Si fa continuamente un gran parlare della condizione della donna in molte società del mondo, delle prevaricazioni che essa subisce, dell’infamia del maschilismo, dello sfruttamento femminile e così via. Il culmine del demoniaco veniva raggiunto dalla società dei Talebani in Afghanistan, una società talmente maschilista da suscitare l’indignazione mondiale, tanto che la guerra degli americani contro questo popolo è stata tra le meno osteggiate nei tempi moderni quasi fosse una guerra della civiltà contro la più rude barbarie.

In pochi casi come questi potrebbe essere chiaro che tutti i torti sono degli uomini (maschilisti e sfruttatori) e tutte le ragioni sono delle donne (vittime e sfruttate).

Poche cose gratificano di più nella vita che il vedere il male tutto da una parte ed il bene tutto da quell’altra: dà un senso inebriante di beatitudine che prima o poi tutti dovrebbero poter assaporare, una goduria, simile a vedere quei film di Bud Spencer e Terence Hill dove il bene trionfa a cazzottate.

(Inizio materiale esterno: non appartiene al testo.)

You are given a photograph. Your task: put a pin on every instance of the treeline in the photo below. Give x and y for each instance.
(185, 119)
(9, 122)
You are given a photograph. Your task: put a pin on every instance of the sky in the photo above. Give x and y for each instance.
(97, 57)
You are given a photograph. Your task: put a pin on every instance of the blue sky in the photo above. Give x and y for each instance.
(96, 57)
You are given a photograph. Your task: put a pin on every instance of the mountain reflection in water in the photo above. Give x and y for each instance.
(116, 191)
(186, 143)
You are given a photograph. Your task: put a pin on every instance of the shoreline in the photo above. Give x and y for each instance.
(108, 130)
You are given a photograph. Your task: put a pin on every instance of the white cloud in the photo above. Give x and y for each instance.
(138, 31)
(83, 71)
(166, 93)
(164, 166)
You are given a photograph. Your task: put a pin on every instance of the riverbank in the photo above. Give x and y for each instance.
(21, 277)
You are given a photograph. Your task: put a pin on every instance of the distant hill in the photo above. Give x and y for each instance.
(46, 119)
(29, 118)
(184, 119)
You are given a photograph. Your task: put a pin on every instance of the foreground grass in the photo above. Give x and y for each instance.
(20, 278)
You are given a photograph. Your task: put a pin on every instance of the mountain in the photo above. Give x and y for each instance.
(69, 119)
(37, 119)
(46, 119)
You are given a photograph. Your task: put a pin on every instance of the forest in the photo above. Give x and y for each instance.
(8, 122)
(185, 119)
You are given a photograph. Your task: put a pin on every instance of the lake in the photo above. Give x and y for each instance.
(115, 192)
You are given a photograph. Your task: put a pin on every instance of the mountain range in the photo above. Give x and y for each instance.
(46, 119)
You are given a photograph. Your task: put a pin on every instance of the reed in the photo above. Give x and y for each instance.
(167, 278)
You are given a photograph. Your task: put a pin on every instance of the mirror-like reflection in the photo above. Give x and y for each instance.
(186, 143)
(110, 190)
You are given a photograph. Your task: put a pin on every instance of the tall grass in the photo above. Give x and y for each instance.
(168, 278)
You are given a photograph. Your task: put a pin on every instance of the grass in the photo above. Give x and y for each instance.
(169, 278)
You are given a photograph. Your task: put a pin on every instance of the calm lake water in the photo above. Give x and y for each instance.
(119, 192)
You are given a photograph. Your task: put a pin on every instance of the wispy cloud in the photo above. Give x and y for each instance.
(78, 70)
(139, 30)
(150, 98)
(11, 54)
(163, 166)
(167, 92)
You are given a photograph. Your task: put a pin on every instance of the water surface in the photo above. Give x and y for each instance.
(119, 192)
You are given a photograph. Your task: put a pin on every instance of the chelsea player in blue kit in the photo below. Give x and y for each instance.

Tuttavia, quando gli eventi vengono osservati da un emerito guastafeste come il sottoscritto, si cominciano a notare delle profonde crepe in una visione così rassicurante e manichea del mondo.

Tanto per cominciare, più le società sono maschiliste, meno i figli, maschi compresi, hanno rapporti con il padre. Non lo vedono mai, addirittura mangiano quotidianamente in luoghi rigorosamente separati, non ci parlano, non lo incontrano, non ci giocano. I figli vengono accuditi esclusivamente dalla madre, e la madre è l’unica ed esclusiva trasmettitrice della cultura, delle convenzioni sociali e delle tradizioni (questo concetto, della donna unica trasmettitrice della cultura, come tutti sanno, è uno dei cavalli di battaglia del femminismo mondiale, non sapendo che è un privilegio a doppio senso). Ma è proprio questo il concetto che scatena il paradosso: chi è che trasmette e propaga la cultura maschilista? L’uomo totalmente assente o la donna sempre presente che monopolizza l’educazione? Sono forse assurde queste domande? Più si osserva come viene trasmessa la cultura maschilista, infatti, più si vede che questa viene trasmessa prevalentemente dalle donne. Come pure tanti hanno osservato che, nelle peggiori società maschiliste, la sottomissione più umiliante e insopportabile non è quella della donna all’uomo, ma della moglie alla suocera. E questa, quando sarà suocera a sua volta si vendicherà infliggendo tutte le cattiverie che ha subito alla poveretta di turno, rendendo infinita la catena di reciprocazione delle angherie.

Ho conosciuto diversi uomini il cui atteggiamento maschilista era vergognoso, ma ho osservato con molta cura le loro mamme, che li spronavano a farsi accudire dalla propria moglie come queste stesse madri li avevano allevati da piccoli: cioè facendosi servire di tutto punto, pretendendo l’impossibile soddisfazione di ogni capriccio e scaricando su altre spalle ogni possibile incombenza.

Ho osservato anche i loro padri, che normalmente hanno avuto un ruolo insignificante nella loro vita, e che sono totalmente succubi dello strapotere effettivo della loro moglie.

Non è ipotizzabile forse che il maschilismo estremo sia la risorsa mediante la quale le madri mantengono il predominio perpetuo sul loro figlio maschio, trasformando la di lui moglie in schiava, al fine di togliere di mezzo la donna che lo potrebbe sottrarre al loro potere e, nel contempo, consentire il perpetuarsi della stirpe? E’ un pensiero totalmente illogico?

Insomma: anche qui abbiamo a che fare con una stranezza. Sembrerebbe a prima vista che i torti fossero tutti da una parte e i pregi tutti dall’altra, ma all’occhio attento del rompiscatole, le commoventi certezze dei luoghi comuni che finora ci hanno cullato rischiano un poco di vacillare.